The PNP earlier said it would also not enforce any arrest warrant that the ICC might issue on Duterte, echoing President Ferdinand Marcos Jr.’s position that the Hague-based tribunal had no authority to investigate his predecessor.

In July last year, Marcos said the Philippines would end all engagements with the ICC after the court rejected the government’s appeal to stop the ICC prosecutor’s investigation of alleged crimes against humanity committed during the Duterte administration. He reasserted this position in a statement last month.

In 2018, two years into Duterte’s term, the Philippines withdrew from the Rome Statute, the treaty which established the ICC, after the international body opened its preliminary examination of his brutal antinarcotics campaign. The withdrawal took effect on March 17, 2019.

Drawing local and international condemnation, the crackdown led to the death of more than 6,000 people, mostly in the slums, either in police operations usually marked by irregularities or in vigilante-style killings that were later linked to the campaign.

It was the official death toll given by the police, but human rights watchdogs believe the victims could be as many as 30,000.


The ongoing ICC investigation is officially classified as “situations” since no case has been formalized yet. It covers extrajudicial killings “in the context of the so-called ‘war on drugs’ campaign” that occurred in the Philippines from Nov. 1, 2011, to March 16, 2019.

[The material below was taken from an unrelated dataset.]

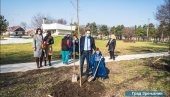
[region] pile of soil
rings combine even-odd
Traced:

Once the ICC’s Office of the Prosecutor, led by Karim Khan, applies for a warrant with the Pre-Trial Chamber, the pretrial stage will follow. At this stage, the judges “confirm the suspect’s identity and ensure the suspect understands the charges,” according to the ICC information explaining its legal proceedings.

A three-man Pre-Trial Chamber, whose members were reshuffled in March, will look into the killings. Elected presiding judge was Ulia Motoc from Romania, with Reine Alapini-Gansou and Socorro Flores Liera as members.

In April 2017, lawyer Jude Josue Sabio filed a complaint against Duterte and 11 other government officials for mass murder and crimes against humanity, citing incidents from his years as Davao City mayor up to his presidency.

Two months later, Trillanes and Magdalo party list Rep. Gary Alejano filed a supplemental communication with the ICC. In 2018, the families of the drug war victims filed a separate communication.

In July 2021, the Supreme Court, in a unanimous vote, ruled that Duterte could not invoke the country’s withdrawal from the Rome Statute during his term to evade the ICC investigation.